Turn text into natural-sounding speech without a cloud voice API. PortBay runs the Kokoro text-to-speech model on your Mac through the same portbay-stt sidecar that powers Speech-to-Text — pick a voice, type, and play it back. Synthesized clips can be replayed instantly and exported as .wav.

Everything runs on your Mac: the text, the model, and the audio.

Quickstart

  1. Open AI in the sidebar (/ai) and go to the PlaygroundText to Speech tab (or jump straight there with /ai?playground=tts).
  2. The first time, click Download voice model to fetch Kokoro into PortBay's models folder.
  3. Choose a Voice, type some Text, and click Speak.
  4. The clip plays automatically. Replay plays it again without re-synthesizing; Export .wav saves it.

How it works

PortBay hands your text and the chosen voice to the bundled speech sidecar, which synthesizes the audio on-device and returns a WAV clip. Nothing is streamed to a server.

ControlWhat it does
VoicePick from the model's voices, grouped American / British × female / male.
TextWhat to speak.
SpeakSynthesize and play. While the text and voice are unchanged, the button becomes Replay and plays the cached clip without re-synthesizing.
Export .wavSave the last synthesized clip as a .wav file.

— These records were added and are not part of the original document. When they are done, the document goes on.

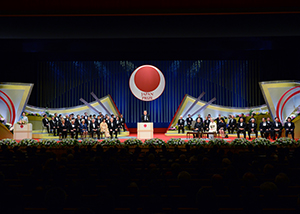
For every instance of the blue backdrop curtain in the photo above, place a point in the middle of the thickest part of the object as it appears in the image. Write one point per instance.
(232, 82)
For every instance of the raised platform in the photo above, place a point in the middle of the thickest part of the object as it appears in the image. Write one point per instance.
(39, 134)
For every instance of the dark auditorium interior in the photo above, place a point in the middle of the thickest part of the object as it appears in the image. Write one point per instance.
(150, 180)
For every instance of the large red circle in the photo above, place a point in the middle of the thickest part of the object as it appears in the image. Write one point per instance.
(147, 79)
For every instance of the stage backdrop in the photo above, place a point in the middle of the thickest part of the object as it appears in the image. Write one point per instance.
(233, 82)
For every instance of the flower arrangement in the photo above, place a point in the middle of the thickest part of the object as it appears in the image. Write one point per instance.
(285, 141)
(29, 142)
(218, 142)
(154, 142)
(88, 142)
(175, 141)
(49, 143)
(110, 142)
(261, 142)
(8, 142)
(240, 142)
(196, 142)
(133, 142)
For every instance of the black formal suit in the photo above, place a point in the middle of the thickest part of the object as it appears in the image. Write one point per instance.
(73, 129)
(276, 128)
(241, 128)
(206, 125)
(289, 128)
(180, 125)
(189, 121)
(231, 125)
(252, 129)
(112, 127)
(46, 124)
(122, 120)
(145, 118)
(264, 128)
(63, 130)
(53, 126)
(197, 128)
(93, 128)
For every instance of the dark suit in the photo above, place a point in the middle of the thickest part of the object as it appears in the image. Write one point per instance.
(112, 129)
(180, 125)
(264, 128)
(145, 118)
(197, 128)
(122, 120)
(206, 125)
(289, 128)
(73, 129)
(94, 129)
(276, 128)
(63, 130)
(189, 121)
(46, 123)
(53, 126)
(241, 129)
(231, 125)
(252, 129)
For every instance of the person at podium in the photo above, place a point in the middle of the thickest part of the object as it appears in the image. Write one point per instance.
(145, 117)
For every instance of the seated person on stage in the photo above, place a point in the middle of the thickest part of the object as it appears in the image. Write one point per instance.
(112, 128)
(264, 128)
(73, 129)
(118, 124)
(241, 128)
(276, 129)
(212, 126)
(231, 124)
(94, 129)
(222, 127)
(145, 117)
(46, 123)
(189, 121)
(122, 120)
(83, 128)
(180, 125)
(289, 127)
(197, 127)
(104, 128)
(252, 126)
(53, 126)
(63, 129)
(206, 124)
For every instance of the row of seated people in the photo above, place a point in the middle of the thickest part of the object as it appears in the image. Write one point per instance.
(266, 127)
(84, 125)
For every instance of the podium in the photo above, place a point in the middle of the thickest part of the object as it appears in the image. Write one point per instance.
(145, 130)
(22, 131)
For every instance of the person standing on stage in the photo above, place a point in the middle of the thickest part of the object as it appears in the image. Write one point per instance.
(289, 127)
(277, 128)
(145, 117)
(189, 121)
(180, 125)
(252, 128)
(197, 128)
(112, 128)
(122, 120)
(264, 128)
(63, 129)
(46, 123)
(73, 129)
(206, 124)
(231, 124)
(241, 127)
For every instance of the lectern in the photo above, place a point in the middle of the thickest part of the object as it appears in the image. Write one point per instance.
(145, 130)
(22, 131)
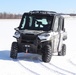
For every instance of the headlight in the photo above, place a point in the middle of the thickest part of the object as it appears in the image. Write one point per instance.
(46, 35)
(17, 34)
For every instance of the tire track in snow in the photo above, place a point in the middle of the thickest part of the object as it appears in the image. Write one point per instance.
(27, 68)
(62, 69)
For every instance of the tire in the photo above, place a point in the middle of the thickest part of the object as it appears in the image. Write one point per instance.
(63, 51)
(47, 54)
(14, 50)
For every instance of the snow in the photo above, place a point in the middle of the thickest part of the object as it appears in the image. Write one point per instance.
(31, 64)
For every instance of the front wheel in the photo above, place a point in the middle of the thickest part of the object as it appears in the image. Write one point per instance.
(63, 51)
(47, 53)
(14, 50)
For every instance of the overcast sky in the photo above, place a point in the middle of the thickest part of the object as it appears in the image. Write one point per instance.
(20, 6)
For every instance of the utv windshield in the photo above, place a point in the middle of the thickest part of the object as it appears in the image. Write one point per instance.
(36, 22)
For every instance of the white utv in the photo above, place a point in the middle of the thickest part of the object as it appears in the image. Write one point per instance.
(40, 32)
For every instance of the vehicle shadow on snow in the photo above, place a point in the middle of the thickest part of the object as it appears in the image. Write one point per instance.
(5, 55)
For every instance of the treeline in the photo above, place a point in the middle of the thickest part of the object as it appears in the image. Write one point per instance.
(10, 16)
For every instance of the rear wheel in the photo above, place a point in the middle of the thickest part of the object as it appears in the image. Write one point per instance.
(14, 50)
(47, 53)
(63, 51)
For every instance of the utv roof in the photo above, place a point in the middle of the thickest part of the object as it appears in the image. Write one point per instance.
(44, 12)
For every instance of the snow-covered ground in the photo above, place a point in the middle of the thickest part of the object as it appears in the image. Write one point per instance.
(31, 64)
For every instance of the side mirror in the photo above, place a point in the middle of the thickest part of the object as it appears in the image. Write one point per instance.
(16, 29)
(64, 29)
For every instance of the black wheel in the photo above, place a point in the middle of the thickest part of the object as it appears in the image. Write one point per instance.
(14, 50)
(47, 53)
(63, 51)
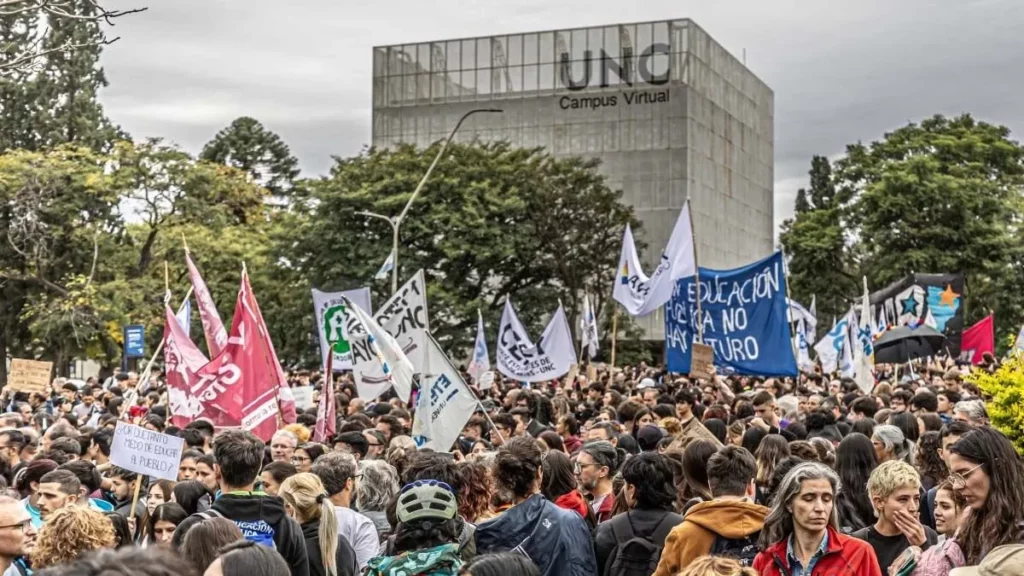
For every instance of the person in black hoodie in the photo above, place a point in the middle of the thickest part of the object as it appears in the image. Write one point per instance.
(260, 517)
(306, 501)
(651, 494)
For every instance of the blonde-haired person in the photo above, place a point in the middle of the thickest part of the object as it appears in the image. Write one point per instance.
(306, 502)
(895, 491)
(717, 566)
(69, 533)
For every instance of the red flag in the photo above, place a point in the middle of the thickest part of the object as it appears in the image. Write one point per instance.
(241, 380)
(978, 339)
(326, 417)
(216, 336)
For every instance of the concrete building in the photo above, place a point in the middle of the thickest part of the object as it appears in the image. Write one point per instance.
(669, 112)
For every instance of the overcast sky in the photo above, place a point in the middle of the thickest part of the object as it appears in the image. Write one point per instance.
(842, 72)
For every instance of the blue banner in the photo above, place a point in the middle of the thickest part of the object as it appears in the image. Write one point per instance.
(134, 340)
(743, 314)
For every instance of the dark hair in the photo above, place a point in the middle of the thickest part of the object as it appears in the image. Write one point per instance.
(925, 401)
(502, 564)
(558, 478)
(997, 521)
(516, 465)
(68, 481)
(121, 530)
(245, 558)
(206, 537)
(280, 471)
(854, 463)
(652, 479)
(753, 438)
(86, 474)
(188, 494)
(168, 511)
(240, 456)
(355, 440)
(865, 406)
(730, 470)
(553, 441)
(695, 458)
(130, 561)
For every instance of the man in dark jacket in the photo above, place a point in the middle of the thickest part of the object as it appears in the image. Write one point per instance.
(260, 517)
(650, 493)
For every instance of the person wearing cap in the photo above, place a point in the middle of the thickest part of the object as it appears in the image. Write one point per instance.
(1003, 561)
(427, 535)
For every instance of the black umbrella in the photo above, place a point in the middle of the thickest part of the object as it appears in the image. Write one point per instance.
(903, 343)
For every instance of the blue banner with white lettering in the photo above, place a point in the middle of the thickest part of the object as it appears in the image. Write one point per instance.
(743, 314)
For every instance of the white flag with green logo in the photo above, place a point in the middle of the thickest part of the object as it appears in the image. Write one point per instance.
(329, 309)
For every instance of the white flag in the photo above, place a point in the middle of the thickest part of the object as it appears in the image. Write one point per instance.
(184, 317)
(588, 328)
(333, 325)
(481, 360)
(404, 318)
(642, 295)
(863, 353)
(445, 404)
(386, 268)
(519, 359)
(394, 365)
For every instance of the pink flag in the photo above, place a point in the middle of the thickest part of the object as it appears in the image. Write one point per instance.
(182, 360)
(326, 417)
(241, 380)
(978, 339)
(216, 336)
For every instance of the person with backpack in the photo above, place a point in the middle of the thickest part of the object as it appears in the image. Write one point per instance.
(261, 518)
(728, 525)
(630, 544)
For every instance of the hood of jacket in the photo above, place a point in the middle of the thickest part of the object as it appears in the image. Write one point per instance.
(729, 519)
(440, 561)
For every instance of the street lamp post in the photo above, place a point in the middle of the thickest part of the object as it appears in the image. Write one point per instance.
(395, 222)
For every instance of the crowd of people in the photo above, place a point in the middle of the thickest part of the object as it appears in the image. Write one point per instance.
(636, 472)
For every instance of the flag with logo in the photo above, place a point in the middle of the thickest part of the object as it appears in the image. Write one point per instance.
(641, 294)
(333, 325)
(863, 357)
(216, 336)
(481, 360)
(588, 327)
(394, 365)
(444, 404)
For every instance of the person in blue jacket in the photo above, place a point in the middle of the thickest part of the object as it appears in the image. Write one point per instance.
(557, 540)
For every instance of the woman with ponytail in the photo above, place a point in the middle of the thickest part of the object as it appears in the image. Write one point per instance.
(306, 502)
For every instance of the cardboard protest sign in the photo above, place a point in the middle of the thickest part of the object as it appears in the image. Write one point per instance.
(145, 452)
(30, 376)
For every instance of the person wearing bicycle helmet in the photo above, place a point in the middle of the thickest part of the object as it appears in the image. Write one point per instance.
(426, 538)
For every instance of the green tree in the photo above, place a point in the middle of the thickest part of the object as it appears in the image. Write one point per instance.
(260, 153)
(814, 240)
(493, 220)
(942, 196)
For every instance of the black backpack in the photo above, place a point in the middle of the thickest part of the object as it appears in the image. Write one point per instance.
(634, 556)
(741, 549)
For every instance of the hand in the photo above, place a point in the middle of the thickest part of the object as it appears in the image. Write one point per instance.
(911, 528)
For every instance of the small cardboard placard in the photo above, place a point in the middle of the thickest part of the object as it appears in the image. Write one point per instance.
(30, 376)
(702, 362)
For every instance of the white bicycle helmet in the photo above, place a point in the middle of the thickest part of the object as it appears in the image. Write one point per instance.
(426, 499)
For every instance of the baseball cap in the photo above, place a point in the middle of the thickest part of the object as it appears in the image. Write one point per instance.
(1003, 561)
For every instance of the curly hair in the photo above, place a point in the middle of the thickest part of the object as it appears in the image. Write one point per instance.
(474, 501)
(70, 532)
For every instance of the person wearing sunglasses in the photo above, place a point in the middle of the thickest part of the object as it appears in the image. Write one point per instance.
(987, 471)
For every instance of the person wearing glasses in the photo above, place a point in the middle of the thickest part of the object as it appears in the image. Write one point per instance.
(987, 472)
(17, 537)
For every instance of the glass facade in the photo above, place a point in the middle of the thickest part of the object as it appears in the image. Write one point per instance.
(668, 111)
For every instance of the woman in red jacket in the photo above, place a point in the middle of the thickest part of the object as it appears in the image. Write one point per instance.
(801, 534)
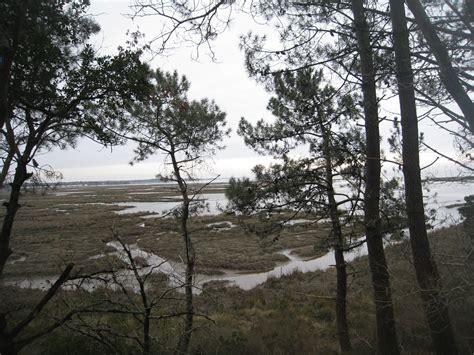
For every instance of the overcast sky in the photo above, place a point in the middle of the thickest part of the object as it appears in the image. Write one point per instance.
(225, 81)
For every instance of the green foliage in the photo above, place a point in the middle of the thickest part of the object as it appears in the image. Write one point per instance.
(166, 120)
(315, 116)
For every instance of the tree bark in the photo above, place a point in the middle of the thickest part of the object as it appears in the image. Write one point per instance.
(341, 273)
(386, 330)
(6, 166)
(8, 49)
(12, 207)
(426, 272)
(183, 344)
(448, 74)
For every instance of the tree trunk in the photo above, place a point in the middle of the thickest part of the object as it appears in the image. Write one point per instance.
(146, 332)
(6, 167)
(183, 344)
(448, 74)
(12, 207)
(426, 272)
(386, 331)
(8, 48)
(341, 273)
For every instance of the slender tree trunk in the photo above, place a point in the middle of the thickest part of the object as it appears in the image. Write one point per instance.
(183, 345)
(386, 330)
(448, 74)
(8, 49)
(341, 272)
(146, 332)
(426, 272)
(6, 167)
(12, 207)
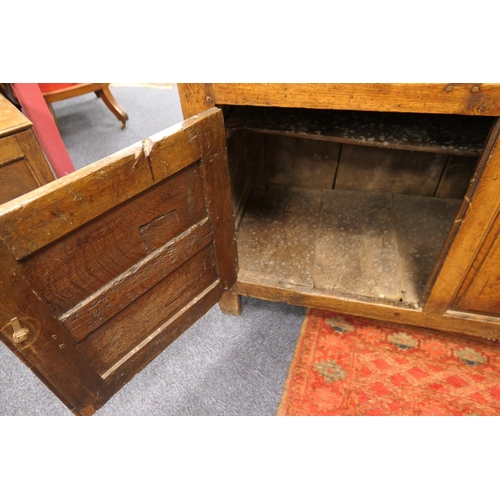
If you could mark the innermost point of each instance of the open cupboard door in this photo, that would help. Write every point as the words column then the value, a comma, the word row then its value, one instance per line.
column 102, row 269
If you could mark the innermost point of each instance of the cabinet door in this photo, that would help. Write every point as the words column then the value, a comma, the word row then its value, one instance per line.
column 105, row 267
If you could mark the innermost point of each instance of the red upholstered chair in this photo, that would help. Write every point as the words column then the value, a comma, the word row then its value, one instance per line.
column 53, row 92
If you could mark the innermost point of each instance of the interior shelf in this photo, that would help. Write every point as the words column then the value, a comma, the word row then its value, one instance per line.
column 449, row 134
column 376, row 245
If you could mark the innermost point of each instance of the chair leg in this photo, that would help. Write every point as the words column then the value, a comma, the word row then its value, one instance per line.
column 112, row 104
column 52, row 112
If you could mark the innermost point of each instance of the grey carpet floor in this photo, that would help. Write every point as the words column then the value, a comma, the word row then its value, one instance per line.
column 222, row 365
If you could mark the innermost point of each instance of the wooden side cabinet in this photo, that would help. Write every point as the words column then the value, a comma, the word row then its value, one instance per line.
column 23, row 166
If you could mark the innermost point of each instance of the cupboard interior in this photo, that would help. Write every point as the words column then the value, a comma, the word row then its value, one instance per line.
column 354, row 204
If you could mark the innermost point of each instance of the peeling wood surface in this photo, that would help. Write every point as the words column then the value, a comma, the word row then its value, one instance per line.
column 109, row 343
column 449, row 98
column 356, row 252
column 51, row 211
column 458, row 135
column 348, row 243
column 456, row 177
column 79, row 264
column 395, row 313
column 195, row 98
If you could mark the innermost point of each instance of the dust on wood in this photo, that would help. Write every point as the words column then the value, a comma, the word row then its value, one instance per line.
column 460, row 135
column 344, row 243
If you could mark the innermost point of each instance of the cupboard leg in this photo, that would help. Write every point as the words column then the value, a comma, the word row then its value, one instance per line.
column 230, row 303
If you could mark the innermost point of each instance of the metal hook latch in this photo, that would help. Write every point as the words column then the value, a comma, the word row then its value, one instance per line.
column 20, row 334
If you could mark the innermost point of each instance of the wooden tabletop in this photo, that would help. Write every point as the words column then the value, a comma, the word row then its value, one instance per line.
column 12, row 120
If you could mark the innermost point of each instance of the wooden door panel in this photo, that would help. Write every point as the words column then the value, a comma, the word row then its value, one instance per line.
column 108, row 265
column 80, row 263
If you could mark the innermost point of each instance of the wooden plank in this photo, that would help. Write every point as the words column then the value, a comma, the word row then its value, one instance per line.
column 457, row 135
column 230, row 303
column 298, row 230
column 485, row 327
column 101, row 306
column 217, row 190
column 165, row 334
column 49, row 348
column 39, row 167
column 22, row 166
column 117, row 337
column 168, row 152
column 483, row 295
column 356, row 247
column 77, row 265
column 471, row 228
column 465, row 98
column 15, row 180
column 422, row 225
column 395, row 171
column 195, row 98
column 54, row 210
column 456, row 177
column 300, row 162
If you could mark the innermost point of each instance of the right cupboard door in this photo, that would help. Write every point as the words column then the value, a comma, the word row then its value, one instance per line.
column 468, row 276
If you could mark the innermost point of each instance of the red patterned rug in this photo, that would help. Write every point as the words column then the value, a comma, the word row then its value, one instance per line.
column 345, row 365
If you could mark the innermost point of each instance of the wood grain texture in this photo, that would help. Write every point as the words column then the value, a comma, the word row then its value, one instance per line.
column 245, row 153
column 356, row 251
column 470, row 230
column 54, row 210
column 422, row 226
column 79, row 264
column 230, row 303
column 49, row 347
column 469, row 324
column 165, row 334
column 109, row 343
column 456, row 177
column 347, row 243
column 483, row 294
column 466, row 99
column 457, row 135
column 23, row 166
column 195, row 98
column 217, row 190
column 149, row 252
column 11, row 119
column 294, row 161
column 394, row 171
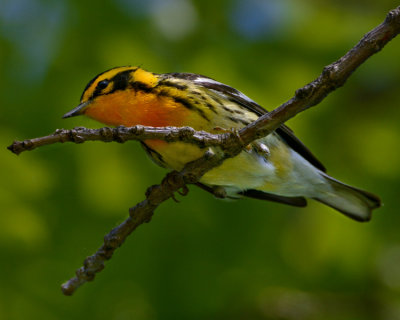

Editing the text or switching the voice flips Replay back to Speak — the cached clip no longer matches the inputs, so PortBay re-synthesizes.

Where the model lives

The Kokoro voice model is downloaded once and shares the AI-models root with Ollama and image models — set AI → Configuration → Models directory once and all three live together. You can also download and manage it from the Models → Text-to-Speech family; it then appears in the same installed-models list as your speech-to-text and Ollama models.

Reference

Requirements

Needs
macOS 14+, the bundled portbay-stt sidecar, and the downloaded Kokoro voice model.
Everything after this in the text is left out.